My notes on Euclidean domains state a notion of ring of remainders that I should connect with the quotient by certain ideal but I don't see quite how the connection is done.
Given an euclidean domain $D$ with unique quotient and remainder defined and $m \in D \setminus \{0\}$, we define the ring of remainders $D_m$ as the set $\{R_m(a):a \in D\}$ together with operations $a+b = R_m(a+b)$ and $ab = R_m(ab)$.
Where $R_m$ is the function that gives the unique euclidean remainder of the division by $m$. This is done having in mind $K[X],\mathbb{Z}_n$. Then, the notes continue stating that $R_m:D \to D_m$ is an homomorphism and therefore $D/mD \cong D_m$.
However, I'm missing properties for $R_m$ to be a ring homomorphism. For instance, $R_m(1)$ does not need to be $1$ as in $\mathbb{Z}$, $(-1)(-1) = 1$ and $R_m(1) = 0$ (where we assume that remainder in $\mathbb{Z}$ is unique, when defined as positive).
Have you encountered anything similar to this before? The only similar text I can find is this.

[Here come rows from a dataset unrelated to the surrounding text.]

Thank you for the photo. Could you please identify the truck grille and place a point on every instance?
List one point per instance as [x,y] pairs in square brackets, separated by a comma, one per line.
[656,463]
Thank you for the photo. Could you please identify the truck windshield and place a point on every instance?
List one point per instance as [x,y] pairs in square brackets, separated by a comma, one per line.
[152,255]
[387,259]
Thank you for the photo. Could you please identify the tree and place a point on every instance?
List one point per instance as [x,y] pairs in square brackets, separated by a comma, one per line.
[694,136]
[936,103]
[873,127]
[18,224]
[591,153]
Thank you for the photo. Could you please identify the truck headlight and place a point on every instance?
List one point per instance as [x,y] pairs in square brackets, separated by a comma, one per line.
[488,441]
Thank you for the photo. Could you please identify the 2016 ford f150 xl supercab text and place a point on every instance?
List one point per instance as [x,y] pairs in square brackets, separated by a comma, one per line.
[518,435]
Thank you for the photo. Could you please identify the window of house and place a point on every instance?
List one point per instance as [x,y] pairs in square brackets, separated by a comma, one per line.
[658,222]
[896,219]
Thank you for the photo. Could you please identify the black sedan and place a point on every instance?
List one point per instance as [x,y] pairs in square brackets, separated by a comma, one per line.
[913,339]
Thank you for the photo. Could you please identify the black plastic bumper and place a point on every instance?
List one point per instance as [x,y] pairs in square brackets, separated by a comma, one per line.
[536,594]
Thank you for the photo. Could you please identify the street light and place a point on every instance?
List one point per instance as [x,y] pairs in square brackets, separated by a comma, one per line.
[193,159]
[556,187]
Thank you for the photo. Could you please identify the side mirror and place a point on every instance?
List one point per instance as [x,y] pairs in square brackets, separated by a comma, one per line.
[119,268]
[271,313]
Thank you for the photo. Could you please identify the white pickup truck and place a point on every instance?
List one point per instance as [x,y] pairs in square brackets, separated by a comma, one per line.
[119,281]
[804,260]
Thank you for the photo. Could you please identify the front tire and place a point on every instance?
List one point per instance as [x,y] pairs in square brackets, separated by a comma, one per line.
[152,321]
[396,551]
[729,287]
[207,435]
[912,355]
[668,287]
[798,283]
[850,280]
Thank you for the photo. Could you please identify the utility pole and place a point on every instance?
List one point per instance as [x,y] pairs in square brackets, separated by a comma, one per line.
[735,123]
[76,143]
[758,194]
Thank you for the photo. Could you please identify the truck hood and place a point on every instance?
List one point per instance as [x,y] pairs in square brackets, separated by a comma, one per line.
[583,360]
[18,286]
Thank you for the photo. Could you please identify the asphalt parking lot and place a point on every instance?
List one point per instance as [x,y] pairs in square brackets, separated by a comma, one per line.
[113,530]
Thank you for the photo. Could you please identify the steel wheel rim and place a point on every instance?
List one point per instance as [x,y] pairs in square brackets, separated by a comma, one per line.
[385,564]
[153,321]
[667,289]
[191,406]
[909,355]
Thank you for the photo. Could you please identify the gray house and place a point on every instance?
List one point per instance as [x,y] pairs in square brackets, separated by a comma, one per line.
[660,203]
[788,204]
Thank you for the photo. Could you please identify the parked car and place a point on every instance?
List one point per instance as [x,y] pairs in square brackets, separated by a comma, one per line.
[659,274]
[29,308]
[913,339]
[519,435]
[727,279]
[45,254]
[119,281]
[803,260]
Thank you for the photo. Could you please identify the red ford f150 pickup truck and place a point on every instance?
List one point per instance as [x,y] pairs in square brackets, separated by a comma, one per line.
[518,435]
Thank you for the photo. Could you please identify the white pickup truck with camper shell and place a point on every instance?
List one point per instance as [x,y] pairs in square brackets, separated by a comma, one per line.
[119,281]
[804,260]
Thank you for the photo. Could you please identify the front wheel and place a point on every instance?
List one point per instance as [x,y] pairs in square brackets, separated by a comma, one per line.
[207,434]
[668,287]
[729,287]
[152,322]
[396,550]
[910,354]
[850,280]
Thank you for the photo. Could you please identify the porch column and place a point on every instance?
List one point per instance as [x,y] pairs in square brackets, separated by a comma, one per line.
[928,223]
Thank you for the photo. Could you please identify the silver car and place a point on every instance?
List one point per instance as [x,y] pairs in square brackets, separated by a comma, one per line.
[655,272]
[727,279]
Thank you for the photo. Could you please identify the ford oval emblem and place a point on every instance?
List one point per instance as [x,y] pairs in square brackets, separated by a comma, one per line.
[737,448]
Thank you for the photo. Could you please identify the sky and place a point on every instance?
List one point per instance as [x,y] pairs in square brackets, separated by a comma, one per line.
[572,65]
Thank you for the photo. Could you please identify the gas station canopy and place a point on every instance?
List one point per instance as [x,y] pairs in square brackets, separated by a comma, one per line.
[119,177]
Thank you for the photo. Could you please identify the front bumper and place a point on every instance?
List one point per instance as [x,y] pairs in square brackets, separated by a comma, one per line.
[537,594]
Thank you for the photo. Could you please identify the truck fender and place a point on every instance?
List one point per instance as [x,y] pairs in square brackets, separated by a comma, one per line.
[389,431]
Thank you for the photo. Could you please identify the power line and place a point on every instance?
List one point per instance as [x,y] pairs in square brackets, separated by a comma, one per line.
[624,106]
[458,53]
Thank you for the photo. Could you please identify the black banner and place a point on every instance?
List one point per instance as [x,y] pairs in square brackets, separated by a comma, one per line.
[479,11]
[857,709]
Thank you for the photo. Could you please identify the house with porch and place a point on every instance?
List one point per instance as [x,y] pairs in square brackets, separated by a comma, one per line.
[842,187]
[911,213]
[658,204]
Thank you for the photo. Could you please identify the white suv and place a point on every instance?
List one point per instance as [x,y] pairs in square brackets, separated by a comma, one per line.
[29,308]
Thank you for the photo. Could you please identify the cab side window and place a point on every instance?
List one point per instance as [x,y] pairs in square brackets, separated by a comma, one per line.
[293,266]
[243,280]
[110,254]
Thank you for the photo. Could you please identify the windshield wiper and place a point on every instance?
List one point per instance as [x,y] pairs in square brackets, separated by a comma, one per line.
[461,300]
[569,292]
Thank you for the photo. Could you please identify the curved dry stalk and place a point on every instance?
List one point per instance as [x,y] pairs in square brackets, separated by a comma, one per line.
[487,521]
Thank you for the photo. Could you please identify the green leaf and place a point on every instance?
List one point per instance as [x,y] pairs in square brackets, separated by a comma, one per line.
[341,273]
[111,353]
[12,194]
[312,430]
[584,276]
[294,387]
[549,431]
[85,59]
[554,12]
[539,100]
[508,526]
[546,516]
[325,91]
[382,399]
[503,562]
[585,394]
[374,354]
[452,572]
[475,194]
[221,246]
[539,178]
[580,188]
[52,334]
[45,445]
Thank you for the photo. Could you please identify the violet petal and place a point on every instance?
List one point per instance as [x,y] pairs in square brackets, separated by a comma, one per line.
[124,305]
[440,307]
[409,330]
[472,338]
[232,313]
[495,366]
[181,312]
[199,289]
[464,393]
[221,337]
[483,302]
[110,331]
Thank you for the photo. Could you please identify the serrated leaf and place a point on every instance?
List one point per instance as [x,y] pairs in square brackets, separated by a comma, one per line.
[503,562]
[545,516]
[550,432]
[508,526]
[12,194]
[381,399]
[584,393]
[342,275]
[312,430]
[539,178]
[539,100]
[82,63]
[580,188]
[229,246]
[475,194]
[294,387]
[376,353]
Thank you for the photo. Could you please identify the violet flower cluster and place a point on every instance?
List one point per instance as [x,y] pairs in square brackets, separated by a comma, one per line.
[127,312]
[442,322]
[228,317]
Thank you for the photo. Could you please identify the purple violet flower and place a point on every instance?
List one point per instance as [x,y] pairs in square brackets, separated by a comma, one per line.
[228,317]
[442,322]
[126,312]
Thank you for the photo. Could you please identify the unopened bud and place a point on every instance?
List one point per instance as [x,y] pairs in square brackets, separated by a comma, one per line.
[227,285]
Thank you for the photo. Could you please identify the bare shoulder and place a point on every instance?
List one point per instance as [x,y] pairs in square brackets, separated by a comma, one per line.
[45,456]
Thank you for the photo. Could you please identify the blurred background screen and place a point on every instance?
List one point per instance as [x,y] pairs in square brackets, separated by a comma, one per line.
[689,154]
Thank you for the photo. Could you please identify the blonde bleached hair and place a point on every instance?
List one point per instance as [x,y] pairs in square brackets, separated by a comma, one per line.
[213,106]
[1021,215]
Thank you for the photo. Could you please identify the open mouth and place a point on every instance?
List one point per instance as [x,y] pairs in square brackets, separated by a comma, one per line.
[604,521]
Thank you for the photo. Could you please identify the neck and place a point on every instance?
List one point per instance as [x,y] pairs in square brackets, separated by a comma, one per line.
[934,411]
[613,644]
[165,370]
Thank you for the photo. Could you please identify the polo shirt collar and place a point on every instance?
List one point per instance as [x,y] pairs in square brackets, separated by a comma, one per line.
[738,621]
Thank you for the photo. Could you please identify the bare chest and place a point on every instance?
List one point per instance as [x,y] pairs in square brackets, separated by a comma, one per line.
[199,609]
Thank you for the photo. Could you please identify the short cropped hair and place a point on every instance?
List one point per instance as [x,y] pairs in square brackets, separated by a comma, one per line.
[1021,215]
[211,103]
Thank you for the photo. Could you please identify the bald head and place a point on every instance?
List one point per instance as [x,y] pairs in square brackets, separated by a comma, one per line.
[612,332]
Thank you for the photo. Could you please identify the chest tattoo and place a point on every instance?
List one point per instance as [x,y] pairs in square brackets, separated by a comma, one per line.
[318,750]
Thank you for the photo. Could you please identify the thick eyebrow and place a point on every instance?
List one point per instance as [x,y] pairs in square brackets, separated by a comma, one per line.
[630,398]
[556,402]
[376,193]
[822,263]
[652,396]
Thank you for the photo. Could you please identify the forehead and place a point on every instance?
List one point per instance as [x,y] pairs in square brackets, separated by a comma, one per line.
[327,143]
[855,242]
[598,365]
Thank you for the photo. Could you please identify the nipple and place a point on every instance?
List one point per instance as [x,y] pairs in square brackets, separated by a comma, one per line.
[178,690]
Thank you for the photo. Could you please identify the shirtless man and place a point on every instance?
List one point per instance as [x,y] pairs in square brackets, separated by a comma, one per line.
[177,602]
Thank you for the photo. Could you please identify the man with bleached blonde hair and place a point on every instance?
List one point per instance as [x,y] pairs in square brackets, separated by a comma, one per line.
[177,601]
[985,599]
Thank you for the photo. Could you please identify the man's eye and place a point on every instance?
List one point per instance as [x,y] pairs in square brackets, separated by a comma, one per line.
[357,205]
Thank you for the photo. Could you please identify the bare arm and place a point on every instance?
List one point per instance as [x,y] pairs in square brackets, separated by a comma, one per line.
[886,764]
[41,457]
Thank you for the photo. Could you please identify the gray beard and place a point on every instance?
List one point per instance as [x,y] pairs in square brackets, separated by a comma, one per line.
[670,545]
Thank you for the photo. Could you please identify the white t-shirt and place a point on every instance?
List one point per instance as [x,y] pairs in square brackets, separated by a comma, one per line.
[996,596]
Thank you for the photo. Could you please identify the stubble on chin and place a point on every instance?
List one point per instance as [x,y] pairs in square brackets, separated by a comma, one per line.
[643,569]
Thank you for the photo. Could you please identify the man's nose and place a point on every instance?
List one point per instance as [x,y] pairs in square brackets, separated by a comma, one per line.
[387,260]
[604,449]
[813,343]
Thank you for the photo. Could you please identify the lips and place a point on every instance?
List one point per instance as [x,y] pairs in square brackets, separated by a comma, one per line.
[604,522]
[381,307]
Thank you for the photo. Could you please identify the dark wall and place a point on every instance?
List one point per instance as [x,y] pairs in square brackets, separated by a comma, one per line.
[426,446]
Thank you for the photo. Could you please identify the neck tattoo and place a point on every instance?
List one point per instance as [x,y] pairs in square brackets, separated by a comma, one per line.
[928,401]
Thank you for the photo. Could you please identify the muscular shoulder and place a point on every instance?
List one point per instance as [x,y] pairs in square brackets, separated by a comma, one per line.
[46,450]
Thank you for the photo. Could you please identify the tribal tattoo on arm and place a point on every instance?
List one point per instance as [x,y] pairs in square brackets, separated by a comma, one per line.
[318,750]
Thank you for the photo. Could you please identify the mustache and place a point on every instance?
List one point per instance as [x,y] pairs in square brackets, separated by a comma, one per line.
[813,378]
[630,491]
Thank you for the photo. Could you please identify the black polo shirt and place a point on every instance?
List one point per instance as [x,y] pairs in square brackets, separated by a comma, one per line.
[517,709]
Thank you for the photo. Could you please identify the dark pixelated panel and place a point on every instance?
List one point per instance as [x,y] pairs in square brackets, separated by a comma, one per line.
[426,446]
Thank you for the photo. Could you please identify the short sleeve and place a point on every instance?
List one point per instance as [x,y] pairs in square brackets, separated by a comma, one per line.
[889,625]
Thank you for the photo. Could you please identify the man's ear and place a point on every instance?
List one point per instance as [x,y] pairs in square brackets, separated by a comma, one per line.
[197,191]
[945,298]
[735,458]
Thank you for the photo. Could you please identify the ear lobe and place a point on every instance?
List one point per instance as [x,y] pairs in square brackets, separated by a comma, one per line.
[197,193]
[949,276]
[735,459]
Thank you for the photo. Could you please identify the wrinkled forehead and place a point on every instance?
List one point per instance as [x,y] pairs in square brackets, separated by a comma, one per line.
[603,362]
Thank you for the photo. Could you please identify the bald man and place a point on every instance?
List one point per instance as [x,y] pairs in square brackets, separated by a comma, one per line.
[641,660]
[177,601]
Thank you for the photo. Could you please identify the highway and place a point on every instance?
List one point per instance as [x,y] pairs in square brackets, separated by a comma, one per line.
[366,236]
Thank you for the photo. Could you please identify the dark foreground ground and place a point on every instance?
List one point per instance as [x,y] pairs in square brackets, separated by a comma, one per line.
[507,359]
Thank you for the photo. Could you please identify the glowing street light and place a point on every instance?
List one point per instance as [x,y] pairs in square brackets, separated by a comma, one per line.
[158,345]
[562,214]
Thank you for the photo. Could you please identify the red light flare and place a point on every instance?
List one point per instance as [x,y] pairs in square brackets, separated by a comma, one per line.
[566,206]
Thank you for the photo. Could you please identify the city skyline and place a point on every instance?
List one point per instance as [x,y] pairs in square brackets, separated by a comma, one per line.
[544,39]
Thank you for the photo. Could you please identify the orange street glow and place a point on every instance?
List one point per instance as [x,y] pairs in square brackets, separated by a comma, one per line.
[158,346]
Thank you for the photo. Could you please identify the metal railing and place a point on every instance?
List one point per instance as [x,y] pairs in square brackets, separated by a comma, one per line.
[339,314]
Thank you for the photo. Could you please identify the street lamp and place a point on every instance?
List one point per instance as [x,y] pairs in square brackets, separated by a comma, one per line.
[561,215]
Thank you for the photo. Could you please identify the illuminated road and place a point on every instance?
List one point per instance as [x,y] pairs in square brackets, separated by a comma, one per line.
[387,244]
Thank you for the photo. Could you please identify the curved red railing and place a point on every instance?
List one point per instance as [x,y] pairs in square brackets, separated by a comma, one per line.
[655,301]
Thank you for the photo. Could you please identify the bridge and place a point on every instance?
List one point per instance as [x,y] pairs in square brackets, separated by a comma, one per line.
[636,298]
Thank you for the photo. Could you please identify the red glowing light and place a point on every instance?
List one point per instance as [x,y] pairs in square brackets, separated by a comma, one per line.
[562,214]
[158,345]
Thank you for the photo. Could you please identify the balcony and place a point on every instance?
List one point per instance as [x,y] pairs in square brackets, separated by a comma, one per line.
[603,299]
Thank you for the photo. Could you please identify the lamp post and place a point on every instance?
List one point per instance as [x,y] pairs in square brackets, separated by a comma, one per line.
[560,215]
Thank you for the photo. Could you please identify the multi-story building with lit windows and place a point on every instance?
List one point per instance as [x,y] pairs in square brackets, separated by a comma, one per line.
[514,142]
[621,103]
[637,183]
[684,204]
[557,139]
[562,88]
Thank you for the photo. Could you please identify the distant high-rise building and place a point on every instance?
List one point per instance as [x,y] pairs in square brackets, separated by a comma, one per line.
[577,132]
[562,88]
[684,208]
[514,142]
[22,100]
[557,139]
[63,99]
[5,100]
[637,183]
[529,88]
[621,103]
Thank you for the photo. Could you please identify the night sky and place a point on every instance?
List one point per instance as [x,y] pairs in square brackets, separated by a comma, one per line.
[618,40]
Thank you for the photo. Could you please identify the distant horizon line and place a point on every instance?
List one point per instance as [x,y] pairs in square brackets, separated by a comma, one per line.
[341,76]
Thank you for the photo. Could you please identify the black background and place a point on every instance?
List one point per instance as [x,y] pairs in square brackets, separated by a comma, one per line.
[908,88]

Note that $R_m(q)\equiv q\pmod{m}$, for any $q\in D$, so the map $\phi:D_m\to D/mD$ given by $R_m(q)\mapsto [R_m(q)]=[q]$, the equivalence class of $R_m(q)$ in $D/mD$ is well defined. Then by definition of addition, $\phi(a+b)=[R_m(a+b)]=[a+b]=[a]+[b]=\phi(a)+\phi(b)$. Similarly $\phi(ab)=\phi(a)\phi(b)$. Then since $\phi$ is a bijection and preserves addition and multiplication, this identifies $D_m$ with $D/mD$, so $D_m$ must have a unit $a$ given by $\phi(a)=[1]$, note that $\phi(R_m(1))=[1]$, so $R_m(1)$ is the unit regardless of whether or not its equal to 1.